I immediately went home where I had the opportunity to spend some quality time with my own golden throne depositing even more chunky goodness. For the next five days I hardly ate, had the runs, felt miserable, and besides a family gathering didn’t leave my apartment for any social activity.

Suffice it to say I was physically and emotionally bankrupt. Having spent the better part of the previous 8 weeks in Arizona, dealing with loss, change, and loneliness, I was excited, hopeful, and eager to return to WeHo. So to fall ill on the day I returned was like a figurative and literal punch in the gut. Once again, it brought me to evaluate and wonder what the reason and meaning of it all was.

Did I make a mistake in coming back to WeHo?

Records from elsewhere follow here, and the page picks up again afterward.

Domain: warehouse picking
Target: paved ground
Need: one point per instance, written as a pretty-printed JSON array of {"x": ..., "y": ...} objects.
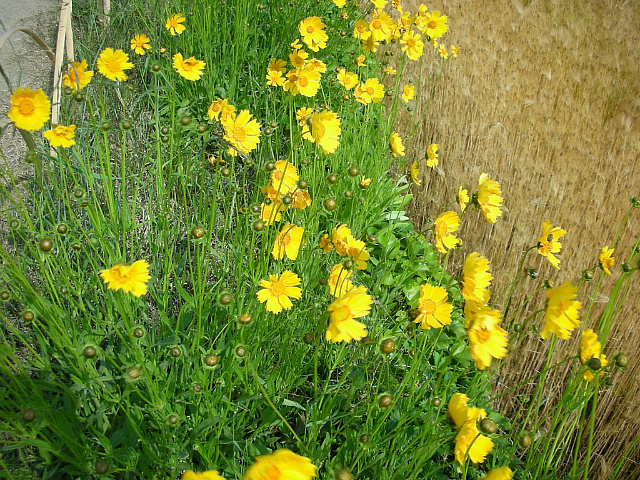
[{"x": 24, "y": 63}]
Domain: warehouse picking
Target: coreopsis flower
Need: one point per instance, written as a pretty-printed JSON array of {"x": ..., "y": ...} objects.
[
  {"x": 61, "y": 135},
  {"x": 347, "y": 79},
  {"x": 606, "y": 260},
  {"x": 489, "y": 198},
  {"x": 208, "y": 475},
  {"x": 29, "y": 108},
  {"x": 487, "y": 340},
  {"x": 415, "y": 173},
  {"x": 313, "y": 34},
  {"x": 412, "y": 45},
  {"x": 475, "y": 277},
  {"x": 77, "y": 76},
  {"x": 338, "y": 280},
  {"x": 129, "y": 278},
  {"x": 281, "y": 465},
  {"x": 278, "y": 290},
  {"x": 174, "y": 24},
  {"x": 432, "y": 24},
  {"x": 434, "y": 310},
  {"x": 432, "y": 155},
  {"x": 548, "y": 242},
  {"x": 408, "y": 92},
  {"x": 343, "y": 311},
  {"x": 140, "y": 43},
  {"x": 190, "y": 68},
  {"x": 463, "y": 198},
  {"x": 112, "y": 64},
  {"x": 325, "y": 130},
  {"x": 395, "y": 143},
  {"x": 219, "y": 109},
  {"x": 446, "y": 224},
  {"x": 241, "y": 132},
  {"x": 288, "y": 242},
  {"x": 590, "y": 348},
  {"x": 561, "y": 312}
]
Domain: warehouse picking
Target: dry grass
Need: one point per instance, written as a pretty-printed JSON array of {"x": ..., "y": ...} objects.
[{"x": 545, "y": 98}]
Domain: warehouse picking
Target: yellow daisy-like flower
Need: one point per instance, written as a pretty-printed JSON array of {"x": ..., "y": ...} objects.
[
  {"x": 353, "y": 304},
  {"x": 395, "y": 143},
  {"x": 434, "y": 310},
  {"x": 313, "y": 34},
  {"x": 140, "y": 43},
  {"x": 29, "y": 109},
  {"x": 606, "y": 260},
  {"x": 241, "y": 132},
  {"x": 278, "y": 290},
  {"x": 446, "y": 224},
  {"x": 281, "y": 465},
  {"x": 325, "y": 130},
  {"x": 288, "y": 242},
  {"x": 61, "y": 136},
  {"x": 77, "y": 76},
  {"x": 489, "y": 198},
  {"x": 112, "y": 64},
  {"x": 129, "y": 278},
  {"x": 174, "y": 24},
  {"x": 475, "y": 278},
  {"x": 408, "y": 93},
  {"x": 191, "y": 69},
  {"x": 432, "y": 155},
  {"x": 590, "y": 348},
  {"x": 548, "y": 243},
  {"x": 208, "y": 475},
  {"x": 561, "y": 313},
  {"x": 412, "y": 45},
  {"x": 463, "y": 198},
  {"x": 338, "y": 280}
]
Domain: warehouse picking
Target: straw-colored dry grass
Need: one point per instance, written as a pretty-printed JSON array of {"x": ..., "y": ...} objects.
[{"x": 545, "y": 98}]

Have my decisions over the past 9 months been the correct ones?

Am I a better person today then I was yesterday?

Is there a fulfilling and prosperous career that awaits me here in Los Angeles?

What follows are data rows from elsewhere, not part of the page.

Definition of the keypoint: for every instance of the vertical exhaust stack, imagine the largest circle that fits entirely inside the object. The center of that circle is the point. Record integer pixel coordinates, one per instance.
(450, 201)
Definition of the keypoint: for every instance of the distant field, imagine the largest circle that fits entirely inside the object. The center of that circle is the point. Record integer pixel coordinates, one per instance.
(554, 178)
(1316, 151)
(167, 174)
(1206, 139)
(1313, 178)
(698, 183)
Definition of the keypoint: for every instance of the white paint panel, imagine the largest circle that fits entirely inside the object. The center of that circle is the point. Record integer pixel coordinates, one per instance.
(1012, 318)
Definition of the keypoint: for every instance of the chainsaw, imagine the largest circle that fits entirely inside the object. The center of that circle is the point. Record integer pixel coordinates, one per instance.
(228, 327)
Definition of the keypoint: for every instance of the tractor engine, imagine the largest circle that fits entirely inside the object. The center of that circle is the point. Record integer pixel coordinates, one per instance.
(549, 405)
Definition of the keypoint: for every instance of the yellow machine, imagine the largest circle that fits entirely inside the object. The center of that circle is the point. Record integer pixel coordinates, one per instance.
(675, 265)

Have I really begun to develop honest and true friendships here in L.A., having been accepted into those I consider friend's lives, or have I simply been fooling myself with relationships devoid of any deeper depth?

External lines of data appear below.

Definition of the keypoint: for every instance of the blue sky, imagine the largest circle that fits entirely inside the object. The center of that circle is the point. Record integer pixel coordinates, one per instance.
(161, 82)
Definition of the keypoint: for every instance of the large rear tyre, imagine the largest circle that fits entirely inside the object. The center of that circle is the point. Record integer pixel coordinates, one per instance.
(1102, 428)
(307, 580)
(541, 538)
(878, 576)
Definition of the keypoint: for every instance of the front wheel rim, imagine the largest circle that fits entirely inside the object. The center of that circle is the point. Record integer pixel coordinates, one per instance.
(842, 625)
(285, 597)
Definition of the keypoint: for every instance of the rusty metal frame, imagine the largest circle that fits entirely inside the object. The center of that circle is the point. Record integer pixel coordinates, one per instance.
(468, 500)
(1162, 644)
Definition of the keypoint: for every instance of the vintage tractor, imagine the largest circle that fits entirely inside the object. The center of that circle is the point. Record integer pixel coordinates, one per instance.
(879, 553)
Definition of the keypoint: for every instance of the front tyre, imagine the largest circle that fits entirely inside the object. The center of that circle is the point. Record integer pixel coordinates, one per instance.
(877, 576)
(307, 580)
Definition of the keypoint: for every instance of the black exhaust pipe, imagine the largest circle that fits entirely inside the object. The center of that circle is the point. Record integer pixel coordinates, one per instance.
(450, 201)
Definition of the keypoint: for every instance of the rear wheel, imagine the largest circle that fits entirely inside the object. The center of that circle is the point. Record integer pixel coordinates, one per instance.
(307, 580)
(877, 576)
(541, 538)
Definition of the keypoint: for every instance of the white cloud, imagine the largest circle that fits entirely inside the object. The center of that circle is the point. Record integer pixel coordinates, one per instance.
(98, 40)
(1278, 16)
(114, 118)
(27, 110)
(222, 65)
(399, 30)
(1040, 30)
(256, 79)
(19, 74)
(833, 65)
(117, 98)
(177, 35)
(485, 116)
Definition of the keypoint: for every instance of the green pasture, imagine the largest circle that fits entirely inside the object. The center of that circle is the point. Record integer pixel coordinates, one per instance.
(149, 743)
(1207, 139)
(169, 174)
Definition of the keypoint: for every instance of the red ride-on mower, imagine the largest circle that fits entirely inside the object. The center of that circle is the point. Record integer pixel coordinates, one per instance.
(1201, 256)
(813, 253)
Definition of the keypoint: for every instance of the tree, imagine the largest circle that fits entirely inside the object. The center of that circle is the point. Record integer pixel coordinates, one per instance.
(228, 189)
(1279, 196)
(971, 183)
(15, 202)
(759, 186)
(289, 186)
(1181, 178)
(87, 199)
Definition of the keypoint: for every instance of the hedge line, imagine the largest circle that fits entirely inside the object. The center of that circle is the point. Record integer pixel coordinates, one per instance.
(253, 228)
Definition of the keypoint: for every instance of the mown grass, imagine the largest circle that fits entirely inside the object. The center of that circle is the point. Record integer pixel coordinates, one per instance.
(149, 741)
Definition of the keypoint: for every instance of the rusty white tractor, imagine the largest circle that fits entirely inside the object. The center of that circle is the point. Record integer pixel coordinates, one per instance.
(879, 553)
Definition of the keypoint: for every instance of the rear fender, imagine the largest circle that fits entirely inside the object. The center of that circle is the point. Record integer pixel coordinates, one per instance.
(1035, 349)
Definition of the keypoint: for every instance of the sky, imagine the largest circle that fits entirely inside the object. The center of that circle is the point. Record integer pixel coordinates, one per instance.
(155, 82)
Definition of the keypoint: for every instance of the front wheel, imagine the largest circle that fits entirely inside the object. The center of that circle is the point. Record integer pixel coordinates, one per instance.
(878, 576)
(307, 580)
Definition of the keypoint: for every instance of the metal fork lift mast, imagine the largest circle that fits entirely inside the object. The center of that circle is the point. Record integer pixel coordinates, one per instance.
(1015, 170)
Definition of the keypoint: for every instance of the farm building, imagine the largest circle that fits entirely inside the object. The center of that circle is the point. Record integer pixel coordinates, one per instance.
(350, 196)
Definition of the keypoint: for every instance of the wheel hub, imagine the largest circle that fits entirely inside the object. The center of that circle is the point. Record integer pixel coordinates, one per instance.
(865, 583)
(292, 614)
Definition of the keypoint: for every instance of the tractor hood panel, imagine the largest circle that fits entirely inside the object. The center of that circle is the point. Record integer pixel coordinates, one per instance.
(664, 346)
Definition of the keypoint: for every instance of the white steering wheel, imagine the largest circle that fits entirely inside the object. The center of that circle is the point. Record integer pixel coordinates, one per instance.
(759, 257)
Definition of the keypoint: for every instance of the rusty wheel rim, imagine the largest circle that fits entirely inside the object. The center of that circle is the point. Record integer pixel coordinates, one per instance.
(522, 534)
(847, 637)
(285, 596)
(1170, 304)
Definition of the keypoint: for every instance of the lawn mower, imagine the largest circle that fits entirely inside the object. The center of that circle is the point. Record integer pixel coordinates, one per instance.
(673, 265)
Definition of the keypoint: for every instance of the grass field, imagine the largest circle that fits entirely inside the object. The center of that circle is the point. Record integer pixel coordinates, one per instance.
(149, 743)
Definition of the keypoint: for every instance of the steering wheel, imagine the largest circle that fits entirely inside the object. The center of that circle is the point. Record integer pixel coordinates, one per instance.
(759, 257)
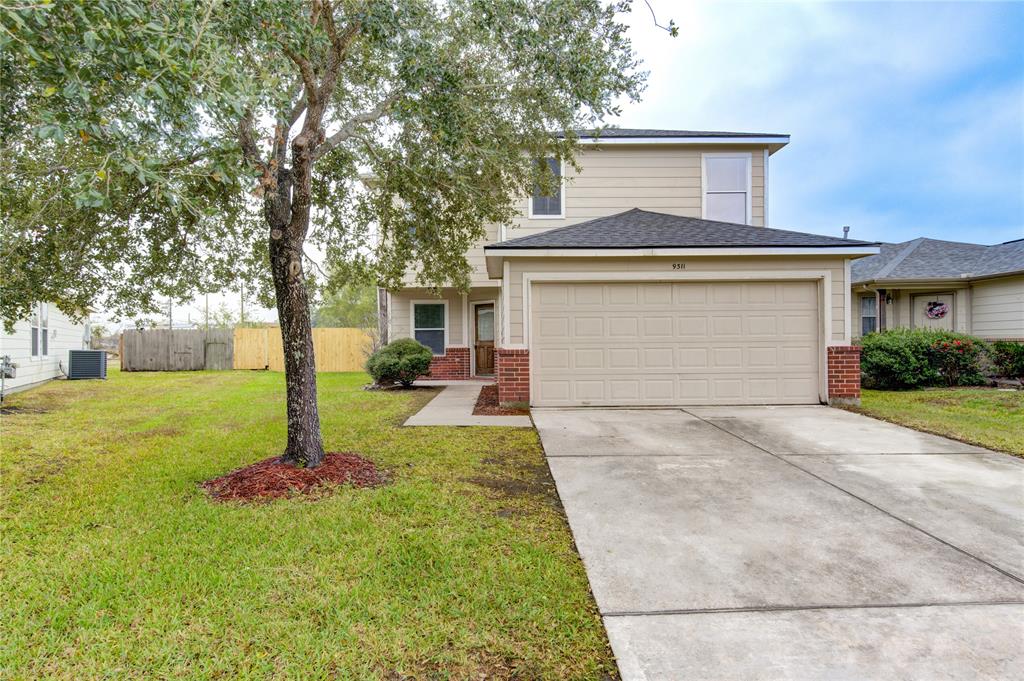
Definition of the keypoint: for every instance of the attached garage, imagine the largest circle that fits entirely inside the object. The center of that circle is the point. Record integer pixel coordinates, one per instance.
(664, 343)
(650, 309)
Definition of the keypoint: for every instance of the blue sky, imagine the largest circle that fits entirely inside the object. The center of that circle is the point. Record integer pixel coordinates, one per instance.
(906, 118)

Am I happy with where I am sexually?

And what does my future look like?


Looking back over the last few weeks, I’m angry with myself. In not writing, I’ve hid behind the excuses of; self loathing, a lack of inspiration, and the personal belief that my story was told, which to some degree are all true, but in doing so I’ve neglected the personal benefits that writing has provided.

3 comments:

tnmustang said...

Glad your back. Was worried about ya, since you haven't blogged in several weeks. Began to wonder if something was seriously wrong!! Hope your feeling better now.

queer heaven said...

Adam,
So glad you are back & feeling better! I had food poisoning once & know all too well how unpleasant it can be.
Don't give up the blogging. You've come a long way in your journey to yourself. You should be proud!

BCohio said...

I'm really glad you are back Adam. Maybe give us some more details and what your thoughts are on each of those questions and we can comment on that.